Allows the app to read the organization and related resources, on your behalf. Related resources include things like subscribed skus and tenant branding information.

• Read all users’ relevant people lists

Allows the app to read a list of people in the order that is most relevant to you. Allows the app to read a list of people in the order that is most relevant to another user in your organization. These can include local contacts, contacts from social networking, people listed in your organization’s directory, and people from recent communications.

• Read your organization's policies

Allows the app to read your organization's policies on your behalf.

• Read role management data for all RBAC providers

Allows the app to read the role-based access control (RBAC) settings for all RBAC providers, on your behalf. This includes reading role definitions and role assignments.

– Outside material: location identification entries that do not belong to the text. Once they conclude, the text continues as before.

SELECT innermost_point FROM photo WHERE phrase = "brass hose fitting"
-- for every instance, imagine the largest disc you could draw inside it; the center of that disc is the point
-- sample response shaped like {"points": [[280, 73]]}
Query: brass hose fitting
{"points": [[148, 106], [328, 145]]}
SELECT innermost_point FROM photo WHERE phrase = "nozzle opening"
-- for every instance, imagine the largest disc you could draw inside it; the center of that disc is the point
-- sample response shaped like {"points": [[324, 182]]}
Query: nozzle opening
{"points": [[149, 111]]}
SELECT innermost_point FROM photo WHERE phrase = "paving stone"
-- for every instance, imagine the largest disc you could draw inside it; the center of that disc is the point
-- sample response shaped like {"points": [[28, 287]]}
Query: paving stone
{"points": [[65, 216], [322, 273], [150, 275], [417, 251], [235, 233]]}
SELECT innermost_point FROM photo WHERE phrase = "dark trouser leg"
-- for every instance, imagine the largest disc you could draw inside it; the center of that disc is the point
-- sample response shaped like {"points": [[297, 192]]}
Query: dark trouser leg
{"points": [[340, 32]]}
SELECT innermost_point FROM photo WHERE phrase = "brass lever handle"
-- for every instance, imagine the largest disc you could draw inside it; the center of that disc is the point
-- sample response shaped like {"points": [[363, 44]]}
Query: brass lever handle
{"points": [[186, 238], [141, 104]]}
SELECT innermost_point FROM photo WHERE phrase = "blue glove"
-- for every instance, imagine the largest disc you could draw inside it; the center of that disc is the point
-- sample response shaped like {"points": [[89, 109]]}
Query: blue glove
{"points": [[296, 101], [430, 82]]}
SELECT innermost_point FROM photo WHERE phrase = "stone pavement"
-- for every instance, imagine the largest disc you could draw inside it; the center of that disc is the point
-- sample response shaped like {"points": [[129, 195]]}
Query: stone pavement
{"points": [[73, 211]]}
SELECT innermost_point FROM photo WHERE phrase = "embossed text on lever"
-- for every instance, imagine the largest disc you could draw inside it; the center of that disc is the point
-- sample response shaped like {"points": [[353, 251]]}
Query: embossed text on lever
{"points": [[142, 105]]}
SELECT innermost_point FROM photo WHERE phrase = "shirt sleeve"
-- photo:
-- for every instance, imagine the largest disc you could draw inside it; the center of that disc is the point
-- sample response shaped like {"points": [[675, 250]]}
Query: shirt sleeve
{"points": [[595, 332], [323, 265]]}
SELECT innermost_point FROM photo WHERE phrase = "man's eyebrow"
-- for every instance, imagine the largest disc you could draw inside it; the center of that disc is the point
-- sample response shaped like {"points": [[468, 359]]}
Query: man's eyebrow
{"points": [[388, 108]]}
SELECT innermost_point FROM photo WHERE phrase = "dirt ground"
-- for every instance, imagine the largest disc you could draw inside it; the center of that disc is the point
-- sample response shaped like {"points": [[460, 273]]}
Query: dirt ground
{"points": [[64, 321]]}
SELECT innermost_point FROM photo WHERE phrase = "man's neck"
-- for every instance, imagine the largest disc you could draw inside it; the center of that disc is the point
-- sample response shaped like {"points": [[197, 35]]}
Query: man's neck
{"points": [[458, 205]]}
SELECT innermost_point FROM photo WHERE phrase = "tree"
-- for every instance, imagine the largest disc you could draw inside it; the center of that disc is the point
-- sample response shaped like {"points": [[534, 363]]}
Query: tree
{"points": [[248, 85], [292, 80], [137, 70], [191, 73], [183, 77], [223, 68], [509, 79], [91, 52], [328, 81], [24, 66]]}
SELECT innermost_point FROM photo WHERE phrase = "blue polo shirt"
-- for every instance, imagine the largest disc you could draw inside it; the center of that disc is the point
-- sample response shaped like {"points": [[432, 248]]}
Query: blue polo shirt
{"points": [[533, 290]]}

• Read your organization’s security events

Allows the app to read your organization’s security events on your behalf.

• Read your organization's security actions

Allows the app to read security actions, on your behalf.

• Read service health

Allows the app to read your tenant's service health information on your behalf.Health information may include service issues or service health overviews.

• Read service messages

Allows the app to read your tenant's service announcement messages on your behalf. Messages may include information about new or changed features.

• Read items in all site collections

Allow the application to read documents and list items in all site collections on your behalf.

• Read data subject requests

Allows the app to read subject rights requests on your behalf.

• Read teams' settings

Read all teams' settings, on your behalf.

• Read the members of teams

Read the members of teams, on your behalf.

To enable the User Provisioning feature on Resmo, additional required permissions are:

• Read and write all users' full profiles

Allows the app to read and write the full set of profile properties, reports, and managers of other users in your organization, on your behalf.

• Read and write group memberships

Allows the app to list groups, read basic properties, read and update the membership of your groups. Group properties and owners cannot be updated and groups cannot be deleted.

1. Your integration is ready! Now you can start querying your Azure Active Directory resources!

How to Uninstall

1. Log in to your Resmo account.

2. Go to your Integrations page and select Azure AD.

3. Go to the Connected Integrations tab from the opening modal and select the one you want to remove or disable.

4. To temporarily pause the integration, click the Disable button from the top right. Or, you can permanently remove it by clicking the Delete button.

5. Optionally, you can remove your oAuth token after uninstalling the integration permanently. Follow the instructions here.